From nginxproxymanager.com : "Add port forwarding for port 80 and 443 to the server hosting this project. I assume this means to tell NGINX that traffic is coming in on port 80 and 443 and it should take that traffic and send it to 8096 (Jellyfin) and 5000 (ombi) - but how?
Again, look up virtual servers in NGINX configuration. You need a virtual server listening on 80 and 443 proxying traffic to 8096 and 5000, separating on hostnames I guess.
Also from that site: “Configure your domain name details to point to your home, either with a static ip or a service like DuckDNS or Amazon Route53” - I assume this is what Cloudflare is for instead of Duck or Amazon? I also assume it means "tell Cloudflare to take traffic on port 80 and 443 and send it to NGINX’s 80 and 443 as per the previous bullet) - but how?
Check the error logs and see what’s wrong with it instead. How is it crashing?
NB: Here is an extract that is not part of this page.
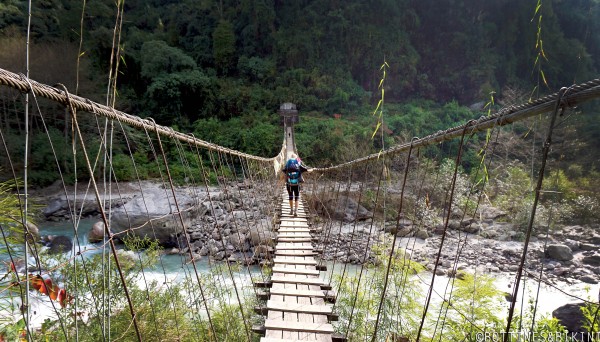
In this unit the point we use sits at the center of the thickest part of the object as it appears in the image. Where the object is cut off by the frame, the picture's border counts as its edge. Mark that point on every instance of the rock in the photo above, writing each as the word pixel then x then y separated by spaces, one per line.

Did you check stdout and stderr (use docker attach or check the compose logs)?
“Crash” is the wrong word. The app is running, it says “Connected” for about 15-20 seconds, then it says “Internet blocked” for about 20 seconds, then it says “Reconnecting” for 30-90 seconds, repeat indefinitely.
Using the CLI for logging, it says something along the lines of “Timeout… Hyper time out”
You should look a bit into how the internet, DNS and IP addresses work on the public internet and private networks.
Do you have any recommendations on how to learn this?
Also, thank you for explaining that “configuring a domain name” is adding an A record. I’ve added TXT records and similar for Google analytics and I’ve added mail records to set up my own domain’s email before - but this is helpful, thanks.